I am debating starting a Baking With Travis series on this blog because my friend Travis and I got together once again last Wednesday for some baking. We endeavoured to make a chocolate cheesecake. My grandmother recommended Martha Stewart’s triple chocolate cheesecake recipe, but we made a few modifications.
Ingredients
- 1 package (9 ounces) chocolate wafer cookies
- 6 tablespoons unsalted butter, melted
- 4 bars (8 ounces each) cream cheese, room temperature
- 1 1/2 cups sugar
- 1/2 teaspoon salt
- 4 large eggs
- 1 cup sour cream
- 8 ounces semisweet chocolate, melted
Steps
- Preheat oven to 325 degrees F. Assemble a 9-inch springform pan.
- In a food processor, pulse cookies until finely ground. Then add butter and pulse to moisten. Press crumbs firmly and evenly into the bottom of the pan. Place pan on a rimmed baking sheet, bake 10 minutes, and then set aside.
- Clean food processor. Add cream cheese, sugar, and salt, and blend until smooth. Then, with motor running, add eggs, then sour cream, and finally chocolate. Blend all together until smooth. Pour filling on top of crumbs in pan.
- Place pan in a roasting pan, and place roasting pan in oven. Then pour in boiling water to come halfway up the side of the pan. Bake for 1 hour, just until set. Then turn oven off and let cheesecake sit 1 hour in oven without having opening door (to help prevent cracking).
- Run a thin knife around the edge of the pan (to help prevent cracking). Leave the cake in the pan, and cool it completely on a wire rack. Cover loosely and refrigerate for at least 6 hours or overnight.
- Unmold cheesecake. Let it set before serving.
- Optional: prepare chocolate ganache topping.
Chocolate Ganache Topping
Ingredients
- 8 ounces semisweet chocolate
- 1 cup heavy cream
- 1/8 teaspoon salt
Steps
- Break up chocolate into pre-defined sections and place in a medium-sized bowl.
- Bring cream to a boil, and pour over chocolate. Add in salt.
- Let it stand for 10 minutes without stirring (Stirring will result in ganache cooling too quickly and becoming grainy).
- Stir until smooth and shiny to break up any remaining pieces of chocolate.
Cooking notes:
- Immediately after arriving at his apartment with all of the ingredients, we realized we did not have a 9-inch springform pan, or any pan really, so Travis was lovely and went out got get a few different pan options. Meanwhile, I worked on crumbling graham crackers for the crust . . .
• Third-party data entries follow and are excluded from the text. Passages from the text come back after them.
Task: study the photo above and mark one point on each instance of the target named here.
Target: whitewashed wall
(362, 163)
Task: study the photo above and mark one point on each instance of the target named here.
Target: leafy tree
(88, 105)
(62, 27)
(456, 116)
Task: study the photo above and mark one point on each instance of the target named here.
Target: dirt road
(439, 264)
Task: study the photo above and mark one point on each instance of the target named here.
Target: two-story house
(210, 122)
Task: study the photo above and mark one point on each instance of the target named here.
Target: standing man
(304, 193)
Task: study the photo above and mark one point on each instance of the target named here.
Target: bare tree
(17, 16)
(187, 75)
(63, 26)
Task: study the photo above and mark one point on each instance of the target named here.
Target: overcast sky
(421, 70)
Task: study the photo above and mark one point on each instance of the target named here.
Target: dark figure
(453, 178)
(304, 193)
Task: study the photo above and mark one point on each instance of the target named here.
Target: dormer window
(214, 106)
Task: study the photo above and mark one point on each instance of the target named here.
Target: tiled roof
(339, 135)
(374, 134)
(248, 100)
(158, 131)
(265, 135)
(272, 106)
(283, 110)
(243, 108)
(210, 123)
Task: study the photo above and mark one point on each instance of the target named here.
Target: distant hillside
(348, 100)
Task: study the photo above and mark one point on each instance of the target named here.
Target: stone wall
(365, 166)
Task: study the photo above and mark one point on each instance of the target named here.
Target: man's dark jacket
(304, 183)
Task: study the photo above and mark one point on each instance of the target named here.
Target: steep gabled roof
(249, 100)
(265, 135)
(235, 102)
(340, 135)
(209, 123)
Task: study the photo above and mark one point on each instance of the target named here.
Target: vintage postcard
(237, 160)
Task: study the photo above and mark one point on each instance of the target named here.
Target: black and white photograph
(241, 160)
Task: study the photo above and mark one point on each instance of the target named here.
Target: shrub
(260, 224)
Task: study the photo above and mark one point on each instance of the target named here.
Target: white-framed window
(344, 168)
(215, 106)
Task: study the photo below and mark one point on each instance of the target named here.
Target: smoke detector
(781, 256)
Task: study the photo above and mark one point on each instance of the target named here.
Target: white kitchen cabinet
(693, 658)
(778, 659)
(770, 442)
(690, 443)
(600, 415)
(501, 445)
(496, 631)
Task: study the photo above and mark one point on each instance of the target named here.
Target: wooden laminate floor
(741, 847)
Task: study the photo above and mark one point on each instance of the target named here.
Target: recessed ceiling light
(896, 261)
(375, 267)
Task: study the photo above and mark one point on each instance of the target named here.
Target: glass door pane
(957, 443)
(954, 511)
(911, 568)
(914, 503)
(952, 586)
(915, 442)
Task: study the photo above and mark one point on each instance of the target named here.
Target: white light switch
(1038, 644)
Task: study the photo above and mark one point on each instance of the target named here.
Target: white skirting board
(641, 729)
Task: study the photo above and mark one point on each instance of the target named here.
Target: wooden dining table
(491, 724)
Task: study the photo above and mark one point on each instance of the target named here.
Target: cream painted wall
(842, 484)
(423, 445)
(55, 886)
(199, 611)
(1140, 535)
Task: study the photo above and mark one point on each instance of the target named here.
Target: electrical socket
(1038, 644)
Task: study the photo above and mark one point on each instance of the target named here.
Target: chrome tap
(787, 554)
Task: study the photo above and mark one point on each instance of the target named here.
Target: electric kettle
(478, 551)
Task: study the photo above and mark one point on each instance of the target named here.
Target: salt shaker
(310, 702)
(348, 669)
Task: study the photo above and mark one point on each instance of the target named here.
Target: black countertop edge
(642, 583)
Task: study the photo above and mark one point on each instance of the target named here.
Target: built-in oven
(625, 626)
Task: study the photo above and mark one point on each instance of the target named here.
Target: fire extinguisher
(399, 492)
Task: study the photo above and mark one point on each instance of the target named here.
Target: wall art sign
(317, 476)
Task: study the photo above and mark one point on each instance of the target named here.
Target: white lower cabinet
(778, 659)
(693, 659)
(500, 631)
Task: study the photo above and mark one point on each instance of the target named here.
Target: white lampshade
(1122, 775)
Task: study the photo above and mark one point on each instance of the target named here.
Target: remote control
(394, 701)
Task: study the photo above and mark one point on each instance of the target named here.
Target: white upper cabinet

- We also did not have a food processor so I crumbled the graham crackers by hand. This took way longer than expected and, by the time Travis got back with the cake pans, I had only done about half of the crackers needed. He came up with the ingenious idea of putting them all in a bag and then just whacking them with the sour cream container, and this worked much better.
- The lack of food processor once again became an issue when making the body of the cheesecake because we couldn’t get the cream cheese to mix. I don’t know what microwaving actually does to cream cheese, if anything, but we microwaved it to soften it up. We also had to microwave the chocolate pieces before adding them to this for the same reason, but it worked perfectly fine.
- We also realized too late that we didn’t have a roasting pan. Luckily Travis had make baked macaroni and cheese the night before in a giant pan, so we were able to wash this out and use it. And we had baked macaroni and cheese for dinner . . . yum.
- The pan remedy was brilliant until Travis noticed a hole in the bottom. I found it hilarious at the time, but he had some Canadian Flag packing tape so we put that over the hole, hoping it would stick and hold in the boiling water.
- The tape kind of worked to seal up the hole, but we took the baking tray out halfway through the hour-long cooking in the oven, dumped the water off, put more boiled water in, and stuck it back in the oven. I don’t think the cheesecake suffered from this, and without doing this, the water would have spilled over the edges of the baking sheet and caused a real mess in the oven.
- This part was all on me: I forgot just how long it takes for a cheesecake to set in the refrigerator. To be fair though, the recipe says total time is 2 1/2 hours . . . I think not. We started making the cheesecake at about 6:30, and I left his apartment somewhere around 12am, with the cheesecake in the refrigerator for about 3 hours at that point.
- Finally, the cheesecake kind of fell apart when Travis and his brother tested it the following
night, but it received a 10/10 rating for taste. Overall I think this cheesecake turned out pretty darn good given the ordeals that we encountered while making it. He and I joked at the end of making this that we could film our baking escapades and call them something like Gorilla Baking, because we keep trying out these elaborate recipes with no proper baking tools. What do you think??? Should we do it???
What is your favourite kind of cheesecake???